REUSE IS THE BEST FORM OF RECYCLING.
At its heart, recycling is about reducing waste. Metal, paper, cardboard, glass and plastic go to waste when they end their life cycles in a landfill. Recycling these materials uses less energy than producing them brand new, and the manufacturing supply chain relies on a consistent supply of scrap and recycled material to make a wide range of products.
But reusing material for manufacturing is just one way to get the most value out of everyday items. By keeping things in use longer — even for something other than their original purpose – using them becomes less wasteful.
Decluttering and clearing out junk is also about reducing waste – in this case, wasted space occupied by things you don’t need or may never use again. While it’s tempting to just put everything out on the curb to be taken away, you’re bound to overlook some opportunities to keep your stuff from going to waste if you do so.
Instead, the question at the front of your mind while you go about your spring cleaning is, “How much life does this have left?” The answer lies in the many ways your things can be reused:
When is a door not a door? When it’s been transformed into a dining room table, or a clock, or a bookcase. Upcycling is a relatively new name for using something, or its parts, to make something else unrelated to its original purpose. A favorite technique of thrifty do-it-yourselfers and artists, upcycling is a good option for things that you may not feel comfortable donating or selling (for instance, they are broken, damaged, or missing pieces). It can even become a fun hobby for those who like taking things apart. There are also all kinds of upcycling crafts you can do with your kids.

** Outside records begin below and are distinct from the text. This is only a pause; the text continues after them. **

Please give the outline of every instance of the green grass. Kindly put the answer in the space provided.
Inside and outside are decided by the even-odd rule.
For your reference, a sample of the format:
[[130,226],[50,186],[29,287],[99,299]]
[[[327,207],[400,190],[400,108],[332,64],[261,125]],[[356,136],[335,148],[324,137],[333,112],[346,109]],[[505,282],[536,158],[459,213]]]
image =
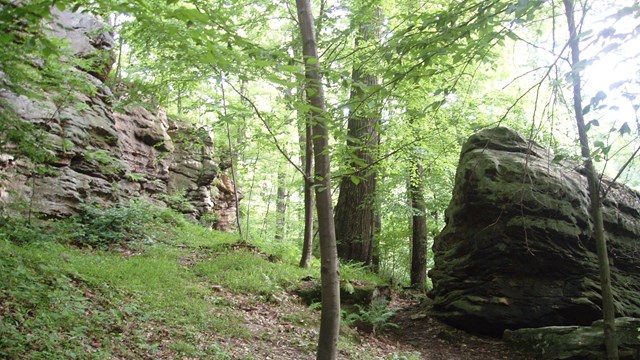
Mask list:
[[[225,294],[280,302],[301,278],[319,278],[317,262],[271,262],[253,245],[231,246],[236,235],[166,209],[132,202],[88,213],[97,217],[0,217],[0,358],[231,359],[232,345],[218,341],[252,334]],[[342,275],[380,281],[353,265]],[[281,320],[318,325],[304,311]]]
[[364,282],[369,284],[386,284],[378,274],[371,272],[362,264],[340,264],[340,279],[343,281]]
[[272,263],[247,251],[220,253],[211,261],[198,263],[194,272],[212,285],[266,296],[282,292],[313,273],[292,264]]
[[0,219],[0,358],[210,356],[224,353],[211,336],[247,336],[241,314],[182,261],[235,237],[145,206]]
[[124,314],[105,306],[108,296],[87,297],[99,290],[59,267],[49,247],[0,242],[0,357],[109,357]]
[[225,244],[240,240],[237,234],[212,231],[197,224],[187,223],[169,242],[175,246],[192,249],[221,250]]
[[[189,350],[189,334],[247,336],[239,315],[180,264],[176,248],[147,250],[124,257],[50,242],[3,241],[0,271],[9,276],[0,282],[0,357],[127,356],[114,349],[119,342],[133,351],[129,356],[153,356],[157,349],[146,334],[158,329],[173,339],[169,350],[203,355],[212,344]],[[134,330],[125,331],[131,324]]]

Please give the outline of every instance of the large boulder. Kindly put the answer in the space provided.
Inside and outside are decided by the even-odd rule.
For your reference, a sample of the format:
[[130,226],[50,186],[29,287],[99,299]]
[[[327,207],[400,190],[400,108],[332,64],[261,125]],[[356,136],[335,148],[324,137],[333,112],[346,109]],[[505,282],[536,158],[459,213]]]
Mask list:
[[[584,171],[553,159],[504,127],[464,144],[433,246],[436,316],[490,335],[601,316]],[[616,311],[640,316],[640,195],[615,184],[603,211]]]
[[83,13],[52,15],[48,33],[67,40],[70,56],[94,60],[88,69],[69,69],[93,91],[68,89],[61,103],[44,91],[28,97],[0,88],[0,110],[33,125],[34,147],[51,155],[34,163],[15,144],[0,142],[0,214],[28,204],[35,214],[60,218],[84,203],[148,197],[213,228],[231,229],[234,185],[218,169],[211,133],[170,121],[162,110],[116,111],[104,83],[113,63],[107,25]]

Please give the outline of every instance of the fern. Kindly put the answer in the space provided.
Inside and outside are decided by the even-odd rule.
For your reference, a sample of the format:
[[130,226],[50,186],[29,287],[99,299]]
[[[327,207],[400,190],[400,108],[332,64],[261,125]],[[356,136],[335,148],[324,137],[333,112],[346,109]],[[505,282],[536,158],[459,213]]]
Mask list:
[[343,317],[347,325],[362,323],[371,326],[371,331],[375,335],[376,331],[390,327],[398,327],[389,321],[396,313],[396,309],[388,308],[389,301],[383,298],[374,299],[368,307],[356,305],[358,312],[348,313]]

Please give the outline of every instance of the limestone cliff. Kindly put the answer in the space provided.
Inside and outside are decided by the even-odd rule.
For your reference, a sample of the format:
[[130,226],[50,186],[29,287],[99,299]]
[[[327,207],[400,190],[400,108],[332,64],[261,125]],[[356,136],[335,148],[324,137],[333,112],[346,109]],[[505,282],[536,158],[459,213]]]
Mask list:
[[[586,179],[576,164],[552,159],[507,128],[463,146],[430,271],[442,319],[499,335],[601,317]],[[617,312],[640,316],[640,195],[614,185],[604,221]]]
[[76,213],[82,203],[112,205],[142,196],[229,230],[233,184],[214,160],[211,132],[171,121],[162,110],[114,110],[104,83],[114,46],[106,25],[82,13],[54,17],[49,33],[67,39],[75,56],[94,59],[90,70],[71,71],[95,91],[74,90],[60,103],[55,94],[27,97],[0,89],[0,108],[35,125],[53,155],[43,173],[10,143],[0,148],[0,210],[22,201],[57,218]]

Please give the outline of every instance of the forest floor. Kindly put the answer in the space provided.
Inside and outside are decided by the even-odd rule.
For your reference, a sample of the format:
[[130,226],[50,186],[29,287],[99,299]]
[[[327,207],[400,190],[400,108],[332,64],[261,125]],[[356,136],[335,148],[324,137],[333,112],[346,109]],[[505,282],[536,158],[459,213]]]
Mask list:
[[[0,236],[0,358],[315,358],[320,311],[295,292],[317,266],[274,261],[228,234],[179,230],[110,249]],[[376,281],[353,266],[341,277]],[[435,320],[421,300],[394,294],[383,309],[393,316],[375,334],[343,322],[339,358],[522,359]]]
[[[256,303],[243,296],[227,297],[244,313],[253,336],[230,340],[233,358],[314,359],[317,341],[317,311],[300,305],[295,298],[279,304]],[[396,294],[390,303],[396,313],[393,327],[371,334],[343,326],[341,359],[428,360],[525,360],[500,339],[475,336],[434,319],[421,301]],[[282,316],[297,314],[297,316]],[[306,318],[306,320],[305,320]],[[397,326],[397,327],[396,327]],[[222,343],[223,338],[218,339]]]
[[[253,333],[249,340],[231,340],[233,358],[315,358],[317,328],[312,324],[318,321],[317,311],[300,305],[295,298],[276,306],[231,294],[228,299],[244,312]],[[341,341],[341,359],[527,359],[508,349],[500,339],[472,335],[442,323],[428,314],[423,302],[410,296],[396,294],[389,306],[395,311],[390,319],[394,326],[377,334],[343,326],[341,336],[348,340]]]

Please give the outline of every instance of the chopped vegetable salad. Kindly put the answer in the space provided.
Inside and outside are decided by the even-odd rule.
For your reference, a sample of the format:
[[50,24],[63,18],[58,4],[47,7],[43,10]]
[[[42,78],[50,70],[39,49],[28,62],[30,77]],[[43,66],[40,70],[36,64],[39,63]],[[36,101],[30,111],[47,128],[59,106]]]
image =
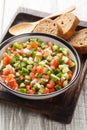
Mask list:
[[18,92],[48,94],[67,86],[73,68],[67,48],[34,38],[7,48],[0,60],[0,79]]

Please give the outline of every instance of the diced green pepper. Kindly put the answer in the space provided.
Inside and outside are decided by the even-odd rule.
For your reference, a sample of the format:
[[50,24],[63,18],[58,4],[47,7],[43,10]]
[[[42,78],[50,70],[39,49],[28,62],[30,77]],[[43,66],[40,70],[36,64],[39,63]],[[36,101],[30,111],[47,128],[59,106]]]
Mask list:
[[29,73],[29,71],[28,71],[28,69],[26,69],[26,68],[22,68],[22,74],[28,74]]
[[22,93],[26,93],[26,88],[19,88],[18,91],[20,91]]
[[17,82],[18,84],[21,84],[22,81],[20,80],[19,77],[17,77],[17,78],[16,78],[16,82]]
[[42,74],[36,73],[35,76],[36,76],[37,78],[41,78],[41,77],[42,77]]
[[36,91],[38,91],[38,89],[39,89],[38,86],[36,84],[34,84],[32,87],[32,90],[34,90],[36,92]]
[[59,59],[58,59],[58,64],[61,65],[61,64],[63,64],[63,63],[64,63],[63,59],[62,59],[62,58],[59,58]]
[[58,73],[56,76],[61,78],[62,77],[62,72]]
[[56,89],[56,90],[60,90],[60,89],[61,89],[61,86],[56,85],[56,86],[55,86],[55,89]]

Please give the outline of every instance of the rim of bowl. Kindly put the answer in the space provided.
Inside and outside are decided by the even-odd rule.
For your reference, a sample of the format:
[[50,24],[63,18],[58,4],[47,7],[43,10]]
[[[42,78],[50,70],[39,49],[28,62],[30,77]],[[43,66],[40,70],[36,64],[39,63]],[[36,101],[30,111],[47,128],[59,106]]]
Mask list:
[[[76,61],[77,61],[78,67],[77,67],[77,72],[76,72],[76,74],[75,74],[75,77],[69,82],[69,84],[68,84],[66,87],[64,87],[64,88],[62,88],[62,89],[60,89],[60,90],[57,90],[57,91],[48,93],[48,94],[40,94],[40,95],[38,95],[38,94],[30,94],[30,95],[29,95],[29,94],[27,94],[27,93],[18,92],[18,91],[16,91],[16,90],[13,90],[13,89],[9,88],[9,87],[8,87],[5,83],[3,83],[1,80],[0,80],[0,84],[3,85],[6,89],[8,89],[9,91],[11,91],[12,93],[15,93],[15,95],[16,95],[16,94],[19,94],[19,95],[21,95],[21,96],[30,97],[30,99],[34,99],[34,98],[38,99],[39,96],[40,96],[40,97],[45,97],[45,96],[51,96],[51,95],[54,95],[54,96],[55,96],[55,95],[59,95],[59,94],[61,94],[62,92],[65,92],[67,89],[73,87],[74,82],[78,79],[79,74],[80,74],[81,61],[80,61],[80,57],[79,57],[77,51],[76,51],[66,40],[64,40],[63,38],[57,37],[57,36],[54,36],[54,35],[51,35],[51,34],[45,34],[45,33],[25,33],[25,34],[20,34],[20,35],[17,35],[17,36],[12,36],[12,37],[6,39],[4,42],[2,42],[2,43],[0,44],[0,50],[1,50],[5,45],[7,45],[7,44],[9,44],[10,42],[12,42],[13,40],[15,40],[15,39],[17,39],[17,38],[21,38],[21,37],[26,37],[26,36],[44,36],[44,37],[50,37],[50,38],[53,38],[53,39],[55,39],[55,40],[57,40],[57,41],[59,41],[59,42],[62,42],[62,44],[64,44],[65,46],[67,46],[67,47],[72,51],[72,53],[73,53],[73,55],[75,56],[75,59],[76,59]],[[32,96],[33,96],[34,98],[32,98]],[[53,97],[53,96],[52,96],[52,97]],[[44,98],[42,98],[42,99],[44,99]]]

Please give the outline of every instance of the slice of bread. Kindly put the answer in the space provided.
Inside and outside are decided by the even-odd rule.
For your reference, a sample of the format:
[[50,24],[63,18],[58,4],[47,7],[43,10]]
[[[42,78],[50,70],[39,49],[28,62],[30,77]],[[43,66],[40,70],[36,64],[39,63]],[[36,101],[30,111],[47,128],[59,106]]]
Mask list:
[[87,28],[75,32],[68,42],[76,48],[78,53],[87,54]]
[[75,32],[79,19],[72,13],[65,13],[54,19],[63,30],[63,38],[69,39]]
[[56,36],[62,36],[63,31],[61,27],[51,19],[45,19],[41,21],[33,30],[33,32],[43,32],[53,34]]

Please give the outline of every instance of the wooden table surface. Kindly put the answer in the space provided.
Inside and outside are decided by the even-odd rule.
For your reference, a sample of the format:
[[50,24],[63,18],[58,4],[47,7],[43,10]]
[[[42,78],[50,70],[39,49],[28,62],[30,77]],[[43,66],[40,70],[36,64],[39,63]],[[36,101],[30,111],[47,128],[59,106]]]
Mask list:
[[[0,0],[0,38],[18,7],[27,7],[48,13],[62,11],[76,5],[74,13],[87,21],[87,0]],[[87,129],[87,75],[84,79],[74,117],[65,125],[47,119],[41,114],[0,103],[0,130],[86,130]]]

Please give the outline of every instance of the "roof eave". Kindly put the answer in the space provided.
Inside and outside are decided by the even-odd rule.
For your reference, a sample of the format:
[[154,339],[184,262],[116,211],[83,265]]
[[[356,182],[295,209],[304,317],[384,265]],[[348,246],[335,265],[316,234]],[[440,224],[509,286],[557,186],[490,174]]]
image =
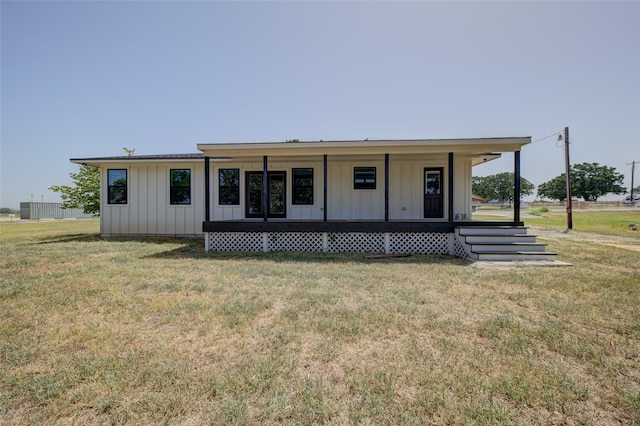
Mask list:
[[531,137],[477,139],[413,139],[373,141],[306,141],[198,144],[200,151],[216,156],[350,155],[363,153],[412,154],[422,152],[513,152],[531,143]]
[[201,152],[192,154],[167,154],[167,155],[131,155],[131,156],[114,156],[114,157],[90,157],[90,158],[70,158],[69,161],[74,164],[88,165],[99,167],[101,164],[115,164],[127,162],[145,162],[145,163],[185,163],[199,162],[204,159]]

Look for: things with fabric, buttons, knobs, hooks, hinges, latches; loose parts and leftovers from past projects; chipped or broken dishes; surfaces that are easily painted or stained; things you have more than one of. Be creative!
REPAIR, RESTORE, OR REFURBISH
Unless it’s a big-ticket item like a car, an appliance, or a computer that you rely on every day, “repair” is probably not the first thing that comes to mind when something you use stops working or breaks. Products that are designed for low cost mass manufacturing typically have a shorter useable lifespan, with the idea that they can be easily replaced. In some industries, companies plan for their products to become obsolete or unusable after a certain amount of time – just enough to get the next upgrade ready.

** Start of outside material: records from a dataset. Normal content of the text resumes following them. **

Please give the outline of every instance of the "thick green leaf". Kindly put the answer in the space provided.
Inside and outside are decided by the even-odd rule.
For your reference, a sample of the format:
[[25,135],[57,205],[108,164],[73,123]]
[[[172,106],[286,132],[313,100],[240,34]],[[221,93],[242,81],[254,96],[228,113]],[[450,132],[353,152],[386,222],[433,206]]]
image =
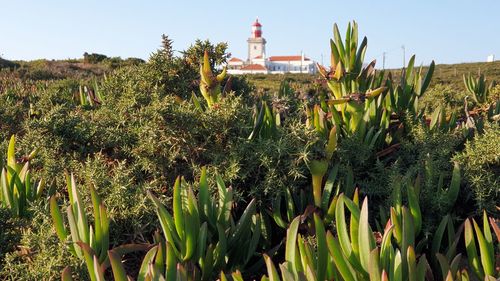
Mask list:
[[[177,177],[174,184],[173,199],[173,212],[174,212],[174,224],[177,231],[177,235],[181,240],[184,240],[184,212],[182,210],[182,198],[181,198],[181,178]],[[182,244],[181,244],[182,245]]]
[[382,243],[380,244],[380,263],[381,267],[384,269],[389,268],[391,262],[391,240],[393,231],[394,225],[386,228],[386,230],[384,231],[384,236],[382,236]]
[[[78,233],[78,227],[76,225],[75,215],[73,214],[73,208],[71,208],[71,206],[68,206],[66,208],[66,214],[68,216],[68,224],[69,224],[69,230],[71,233],[71,240],[72,240],[71,242],[73,242],[73,243],[82,242],[82,239],[80,238],[79,233]],[[74,249],[75,249],[76,255],[80,259],[82,259],[83,255],[82,255],[82,251],[81,251],[80,247],[74,247]]]
[[267,274],[269,274],[269,281],[280,281],[278,271],[276,270],[276,267],[274,266],[274,263],[271,260],[271,258],[266,254],[263,254],[262,256],[266,261],[266,268],[267,268]]
[[[95,265],[94,265],[95,258],[97,258],[97,257],[95,255],[94,250],[92,250],[92,248],[90,248],[90,246],[87,243],[83,243],[83,242],[78,241],[78,242],[76,242],[76,244],[79,246],[79,248],[83,252],[83,257],[85,260],[85,264],[87,265],[87,270],[88,270],[89,275],[90,275],[90,280],[98,281],[99,274],[96,274]],[[75,247],[75,249],[76,249],[76,247]]]
[[477,254],[476,241],[474,238],[474,230],[469,219],[465,220],[465,249],[467,250],[467,258],[469,259],[469,265],[474,270],[474,273],[480,278],[484,279],[483,269],[481,267],[481,262],[479,261],[479,256]]
[[420,95],[427,90],[427,87],[429,87],[429,84],[431,83],[432,79],[432,74],[434,73],[434,68],[435,68],[435,63],[434,61],[431,62],[429,65],[429,70],[427,70],[427,73],[425,74],[424,82],[422,83],[422,87],[420,88]]
[[337,241],[337,238],[334,238],[330,231],[326,233],[326,242],[328,245],[328,250],[330,252],[330,255],[332,255],[333,257],[333,262],[335,263],[335,266],[342,275],[342,278],[346,281],[357,280],[357,278],[355,277],[356,276],[355,271],[349,264],[347,257],[342,252],[340,244]]
[[375,248],[375,238],[373,231],[368,223],[368,199],[365,198],[363,206],[361,207],[361,214],[359,217],[359,259],[361,266],[365,272],[368,272],[370,253]]
[[460,165],[455,162],[453,166],[453,174],[451,177],[450,188],[447,191],[448,204],[453,206],[458,198],[458,193],[460,191]]
[[102,225],[101,225],[101,211],[99,208],[99,205],[101,203],[101,199],[99,198],[99,195],[97,195],[97,192],[95,191],[95,188],[91,185],[90,186],[90,195],[91,195],[91,200],[92,200],[92,207],[94,209],[94,231],[95,231],[95,245],[93,245],[93,248],[96,250],[97,254],[104,254],[106,255],[107,249],[104,250],[104,253],[101,252],[101,246],[102,246]]
[[257,246],[259,245],[260,235],[262,231],[261,227],[261,218],[259,214],[253,216],[254,219],[254,227],[253,227],[253,235],[250,239],[250,243],[248,245],[247,255],[245,258],[245,263],[248,263],[250,259],[256,254]]
[[[485,275],[495,275],[495,257],[493,256],[493,252],[490,251],[490,248],[493,245],[488,245],[487,240],[485,239],[481,228],[476,223],[474,219],[472,219],[472,223],[474,224],[474,229],[476,231],[476,238],[479,244],[479,251],[481,253],[481,264],[483,265]],[[489,226],[486,224],[485,227],[489,229]],[[490,234],[491,236],[491,234]]]
[[[82,203],[82,198],[80,196],[80,192],[78,192],[75,177],[71,174],[70,179],[71,192],[73,194],[73,202],[70,202],[70,207],[73,209],[73,215],[75,216],[75,223],[78,230],[78,236],[81,241],[85,243],[90,242],[90,229],[87,220],[87,214],[85,213],[85,207]],[[69,192],[69,188],[68,188]]]
[[185,213],[185,235],[186,235],[186,254],[184,260],[189,260],[195,250],[198,240],[198,233],[200,231],[200,216],[198,212],[198,203],[196,202],[196,197],[192,188],[189,186],[187,188],[187,211]]
[[413,217],[415,235],[418,235],[422,229],[422,212],[420,211],[420,204],[418,203],[418,197],[415,193],[415,189],[411,185],[408,186],[408,205],[411,216]]
[[[146,275],[148,273],[148,267],[150,264],[153,263],[157,251],[158,251],[158,245],[154,246],[146,253],[146,255],[144,256],[144,259],[142,260],[142,264],[141,264],[141,267],[139,269],[139,274],[137,275],[137,281],[145,281],[146,280]],[[110,257],[110,260],[111,260],[111,257]]]
[[105,260],[105,253],[109,248],[109,217],[103,203],[99,205],[99,214],[101,217],[101,255],[99,261],[102,262]]
[[123,268],[122,261],[119,255],[115,252],[108,251],[109,261],[111,263],[111,269],[113,270],[113,277],[115,281],[127,281],[127,273],[125,273],[125,268]]
[[272,212],[271,216],[273,217],[274,222],[281,228],[286,228],[287,223],[281,217],[281,196],[276,196],[272,202]]
[[370,253],[370,262],[368,263],[368,273],[370,274],[370,281],[380,281],[382,270],[380,267],[379,249],[375,248]]
[[[437,230],[434,232],[434,237],[432,238],[432,247],[431,247],[431,262],[435,261],[436,254],[441,250],[441,242],[443,240],[444,231],[446,229],[446,225],[448,224],[448,220],[450,219],[449,215],[443,217]],[[435,264],[435,262],[434,262]]]
[[339,166],[340,166],[339,163],[336,163],[335,166],[333,166],[333,169],[328,174],[328,178],[326,179],[325,187],[323,188],[323,195],[321,198],[321,209],[323,209],[323,211],[327,210],[328,205],[330,203],[330,197],[333,191],[333,184],[337,179]]
[[431,266],[427,262],[427,259],[425,258],[425,254],[420,256],[417,264],[417,280],[418,281],[424,281],[425,280],[425,274],[428,270],[430,270]]
[[7,180],[7,171],[5,169],[2,169],[2,176],[0,179],[0,185],[1,185],[1,192],[2,192],[2,203],[5,207],[7,208],[12,208],[13,205],[13,198],[12,198],[12,192],[10,191],[10,185]]
[[439,126],[438,121],[439,121],[439,116],[441,115],[441,111],[442,111],[441,106],[438,106],[438,107],[434,110],[434,112],[432,113],[432,116],[431,116],[431,123],[430,123],[430,125],[429,125],[429,129],[430,129],[431,131],[433,131],[433,130],[434,130],[434,128],[438,129],[438,127],[436,127],[436,126]]
[[417,281],[417,259],[415,256],[415,250],[412,246],[408,247],[408,251],[406,252],[406,262],[408,266],[408,280],[409,281]]
[[488,255],[492,258],[493,262],[495,262],[495,249],[493,247],[493,236],[491,235],[491,229],[488,224],[488,216],[486,215],[485,210],[483,210],[483,229],[484,229],[484,240],[486,242]]
[[165,246],[167,249],[165,279],[167,281],[175,281],[177,279],[177,258],[170,242],[166,242]]
[[197,256],[202,258],[205,256],[205,251],[207,249],[207,237],[208,237],[208,226],[207,222],[201,224],[200,234],[198,236],[198,246],[196,247],[196,251],[198,252]]
[[217,221],[224,227],[228,226],[231,218],[231,208],[233,205],[233,190],[226,188],[224,181],[219,175],[215,175],[217,189],[219,191],[219,210],[217,212]]
[[314,214],[314,227],[316,229],[316,243],[317,243],[317,259],[316,259],[316,275],[318,280],[325,280],[326,265],[328,261],[328,247],[326,245],[326,233],[323,221],[321,218]]
[[233,235],[230,237],[230,247],[236,246],[236,244],[234,243],[239,241],[242,233],[249,231],[250,224],[252,222],[252,216],[255,214],[256,204],[257,201],[255,200],[255,198],[252,199],[250,203],[248,203],[248,206],[246,207],[245,211],[238,220],[238,223],[236,224]]
[[[208,181],[207,181],[207,168],[203,166],[201,168],[199,192],[198,192],[198,202],[200,204],[200,214],[206,219],[213,217],[212,205],[209,197]],[[215,221],[209,221],[212,226],[215,226]]]
[[50,215],[52,216],[52,221],[54,223],[54,228],[56,229],[57,237],[59,237],[59,240],[61,240],[61,242],[65,242],[66,237],[68,237],[68,233],[66,232],[66,228],[64,227],[61,210],[59,210],[59,206],[57,205],[55,196],[50,197]]
[[7,149],[7,166],[17,171],[15,135],[10,137],[9,148]]
[[396,256],[394,257],[394,264],[392,267],[391,281],[402,281],[403,280],[403,265],[401,263],[401,252],[396,251]]
[[166,237],[167,242],[172,243],[172,249],[176,253],[176,256],[180,256],[179,249],[176,245],[180,245],[180,237],[175,229],[174,219],[170,213],[165,209],[165,206],[156,198],[151,192],[148,191],[148,196],[151,198],[156,205],[156,214],[160,220],[160,225],[163,230],[163,234]]
[[288,270],[297,274],[297,271],[302,271],[301,266],[297,260],[299,252],[297,250],[297,232],[300,225],[300,216],[293,219],[286,231],[286,247],[285,247],[285,260],[288,262]]
[[225,229],[220,223],[217,223],[217,233],[219,236],[219,242],[217,242],[214,249],[215,268],[224,266],[226,263],[226,253],[228,251]]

Of course, just like with a car or washing machine, you also have to weigh the value of what a repair is worth to you. Learning to fix it yourself or going through a professional both come at a cost. But it would still be worth doing a search in your area to see if there are businesses that refurbish, restore, and/or resell out-of-order items. You never know – a $5 part and a little elbow grease may be all it takes to stay out of the landfill.
Look for: Electronics, small or large appliances; children’s toys; furniture; musical instruments; lighting fixtures; damaged clothes and shoes.

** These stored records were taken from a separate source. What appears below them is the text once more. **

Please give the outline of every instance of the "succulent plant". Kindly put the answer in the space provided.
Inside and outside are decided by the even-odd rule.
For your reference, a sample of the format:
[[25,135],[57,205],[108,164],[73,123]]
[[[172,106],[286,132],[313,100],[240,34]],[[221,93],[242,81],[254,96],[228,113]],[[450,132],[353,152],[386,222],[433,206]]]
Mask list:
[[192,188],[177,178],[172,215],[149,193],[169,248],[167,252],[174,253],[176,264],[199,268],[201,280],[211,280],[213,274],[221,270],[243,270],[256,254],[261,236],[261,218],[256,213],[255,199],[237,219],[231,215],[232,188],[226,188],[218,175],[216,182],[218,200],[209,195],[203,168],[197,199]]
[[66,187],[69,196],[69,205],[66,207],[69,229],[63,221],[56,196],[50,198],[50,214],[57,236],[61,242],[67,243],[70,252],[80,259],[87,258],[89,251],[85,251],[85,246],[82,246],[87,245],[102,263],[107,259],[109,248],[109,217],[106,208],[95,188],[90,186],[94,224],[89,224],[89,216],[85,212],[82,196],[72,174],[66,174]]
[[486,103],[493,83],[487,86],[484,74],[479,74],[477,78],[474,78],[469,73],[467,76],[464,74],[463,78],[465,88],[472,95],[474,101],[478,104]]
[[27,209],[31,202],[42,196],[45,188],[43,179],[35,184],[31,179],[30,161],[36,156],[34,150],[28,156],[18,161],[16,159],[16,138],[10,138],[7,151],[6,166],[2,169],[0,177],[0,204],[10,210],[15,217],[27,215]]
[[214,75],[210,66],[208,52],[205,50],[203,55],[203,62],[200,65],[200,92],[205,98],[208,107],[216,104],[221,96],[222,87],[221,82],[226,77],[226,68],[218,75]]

Hopefully, you don’t wait for spring cleaning to recycle your cans, bottles, jugs, jars, and paper products. But there are all kinds of things you can recycle that don’t belong (and might not even fit!) in the recycling bin. And for things that are truly at the end of their useful life, or that can’t be handled through any of the above, recycling is still the most sustainable option.
Besides metal, one of the most common household items we recycle at Cohen are electronics: computers, laptops, gaming systems, phones and tablets, stereos, hard drives, and practically anything else you can think of that takes batteries or plugs into the wall. (That also includes many of the accessories that come with these devices, like chargers, cables, and docking stations.)
We operate an R2-certified electronics recycling division in Middletown, Ohio that performs guaranteed data destruction on any devices that come through our doors, protecting your privacy and the planet. E-waste is the leading global waste stream and only likely to continue growing as we rely more and more on “smart” devices to power our lives, and a lot of natural resources and energy go into producing them. But many parts of those devices are recyclable and can be used to create new products.
Barring an extreme zero-waste lifestyle, it’s inevitable that you will still end your spring cleaning spree with a lot of stuff that really is at the end of its life, or for which there are few if any sustainable options. There’s no need to feel bad about what you do have to throw away. Waste is just part of life, after all, and it doesn’t need to be a source of fear or shame, so long as we all do our part to monitor it. The idea behind sustainably-driven spring cleaning is to reduce waste by taking the time to separate the things that are still useful from the things that aren’t. If you’ve done that, you can already be proud.